The Santa Rosa school board last week approved moving a growing Spanish-language immersion charter school to Cook Middle School, but questions remain about the fate of the southwest Santa Rosa campus and its teachers and students.
Cesar Chavez Language Academy will relocate 4 miles south to the Sebastopol Road campus in the fall of 2019. However, it’s unclear whether the schools will merge into one, or will remain separate schools housed at one campus.
District officials haven’t provided any details on how they plan to bring the two schools together, said Kathryn Howell, a Cook Middle School history teacher. And that’s making teachers at her school nervous, particularly those who don’t speak Spanish.
“That’s the big question — of not being bilingual. A lot of us here are not,” said Howell, who also serves as the chief negotiator for the Santa Rosa Teachers Association. “What’s the role for English-language teachers in a Spanish bilingual school?”
Cook has two dozen teachers, many who have been with the district for years and only have credentials to teach at middle and high schools, Howell said. Union rules protect them from layoffs because of their seniority, but there’s no guarantee they’ll be able to stay at Cook, she said.
“Where will the jobs be? Moving school sites is very stressful,” she said.
Lisa Moore has been teaching at the school for 16 years. Although she speaks Spanish, she said she doesn’t have a bilingual credential necessary to teach at a dual-language immersion school.
“It’s not that easy to get it,” said Moore, who teaches math and the AVID program devoted to student development.
She’s now considering retiring at the end of next school year.
“We have four or five teachers who are considering retiring,” she said.
Santa Rosa City Schools officials, who will be meeting Wednesday with teachers and staff at Cook, said they’re working on a plan and detailed timeline.
“Answering those questions will be the work we do during the next year, and it will involve getting feedback from all stakeholders,” said Anna-Maria Guzman, an assistant superintendent.

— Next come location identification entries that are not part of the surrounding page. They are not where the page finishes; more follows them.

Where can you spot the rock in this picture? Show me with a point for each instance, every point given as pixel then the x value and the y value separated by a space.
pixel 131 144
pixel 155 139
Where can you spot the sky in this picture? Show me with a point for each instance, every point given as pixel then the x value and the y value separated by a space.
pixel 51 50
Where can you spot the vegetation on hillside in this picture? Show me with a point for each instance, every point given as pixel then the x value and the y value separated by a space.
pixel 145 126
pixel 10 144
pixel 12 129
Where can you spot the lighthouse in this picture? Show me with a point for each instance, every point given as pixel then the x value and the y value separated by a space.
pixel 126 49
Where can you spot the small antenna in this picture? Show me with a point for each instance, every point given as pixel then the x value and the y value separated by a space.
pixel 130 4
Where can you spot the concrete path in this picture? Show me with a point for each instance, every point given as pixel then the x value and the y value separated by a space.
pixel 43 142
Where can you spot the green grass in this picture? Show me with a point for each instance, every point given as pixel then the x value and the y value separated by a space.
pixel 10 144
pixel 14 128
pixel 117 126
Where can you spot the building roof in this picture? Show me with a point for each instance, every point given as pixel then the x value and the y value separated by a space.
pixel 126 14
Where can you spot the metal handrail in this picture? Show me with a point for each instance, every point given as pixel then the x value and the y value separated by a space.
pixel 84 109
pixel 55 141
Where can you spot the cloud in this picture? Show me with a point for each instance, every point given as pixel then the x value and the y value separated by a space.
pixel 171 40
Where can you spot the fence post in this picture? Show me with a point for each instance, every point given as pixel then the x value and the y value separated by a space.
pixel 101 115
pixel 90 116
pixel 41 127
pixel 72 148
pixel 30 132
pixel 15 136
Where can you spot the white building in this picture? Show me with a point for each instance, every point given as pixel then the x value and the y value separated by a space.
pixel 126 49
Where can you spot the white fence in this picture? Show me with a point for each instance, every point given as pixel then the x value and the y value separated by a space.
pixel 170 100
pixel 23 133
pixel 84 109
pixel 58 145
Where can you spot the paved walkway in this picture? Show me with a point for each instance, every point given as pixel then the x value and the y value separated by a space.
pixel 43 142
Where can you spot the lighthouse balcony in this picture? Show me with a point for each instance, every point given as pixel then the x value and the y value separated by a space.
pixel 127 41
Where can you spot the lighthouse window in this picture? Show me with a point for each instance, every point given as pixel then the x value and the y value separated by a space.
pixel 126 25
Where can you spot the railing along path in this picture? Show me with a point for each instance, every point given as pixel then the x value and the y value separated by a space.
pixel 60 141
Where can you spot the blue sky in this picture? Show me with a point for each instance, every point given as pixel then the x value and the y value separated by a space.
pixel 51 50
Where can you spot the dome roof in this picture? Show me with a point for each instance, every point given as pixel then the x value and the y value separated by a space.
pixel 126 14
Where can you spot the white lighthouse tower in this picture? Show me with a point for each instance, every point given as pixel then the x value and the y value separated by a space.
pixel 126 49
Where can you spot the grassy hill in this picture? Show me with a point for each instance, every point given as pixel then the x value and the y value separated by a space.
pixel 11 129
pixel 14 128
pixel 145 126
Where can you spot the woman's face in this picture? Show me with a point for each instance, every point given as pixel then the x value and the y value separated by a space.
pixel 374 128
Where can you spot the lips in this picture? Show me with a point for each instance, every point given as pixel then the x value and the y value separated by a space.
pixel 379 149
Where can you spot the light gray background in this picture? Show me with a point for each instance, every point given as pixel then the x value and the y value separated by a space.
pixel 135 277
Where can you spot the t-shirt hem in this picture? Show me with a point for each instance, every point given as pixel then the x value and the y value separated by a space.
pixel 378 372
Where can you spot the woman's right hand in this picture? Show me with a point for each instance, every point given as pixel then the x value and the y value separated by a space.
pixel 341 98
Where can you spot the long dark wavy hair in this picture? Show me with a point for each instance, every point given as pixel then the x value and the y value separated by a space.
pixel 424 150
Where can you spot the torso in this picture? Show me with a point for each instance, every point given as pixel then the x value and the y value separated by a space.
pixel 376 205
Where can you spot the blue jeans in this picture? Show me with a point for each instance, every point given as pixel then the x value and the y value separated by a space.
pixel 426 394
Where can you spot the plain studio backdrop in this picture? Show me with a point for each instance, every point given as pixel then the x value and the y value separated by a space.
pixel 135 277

Guzman said the district will create a committee to help with the transition. She also plans to hold meetings with parents to discuss the upcoming changes.
“Now that a site has been selected, we know who will be affected by this transition and we welcome staff, particularly at Cook, to be a part of the process,” she said.
The district started the search for a new campus after Cesar Chavez Language Academy, which has been adding a grade level every year, saw its enrollment increase fivefold to more than 300 transitional kindergarten- through-fourth-grade students since opening five years ago at Comstock Middle School. The district launched the school with 65 transitional and traditional kindergarten students, ultimately displacing the independent Santa Rosa Charter School from the Comstock campus.
Enrollment is expected to swell further as the school expands to reach the eighth grade by fall 2021.
District officials initially considered moving the charter school to the Abraham Lincoln Elementary campus on West Ninth Street, but they ultimately backed off the plan, which drew stiff opposition from parents.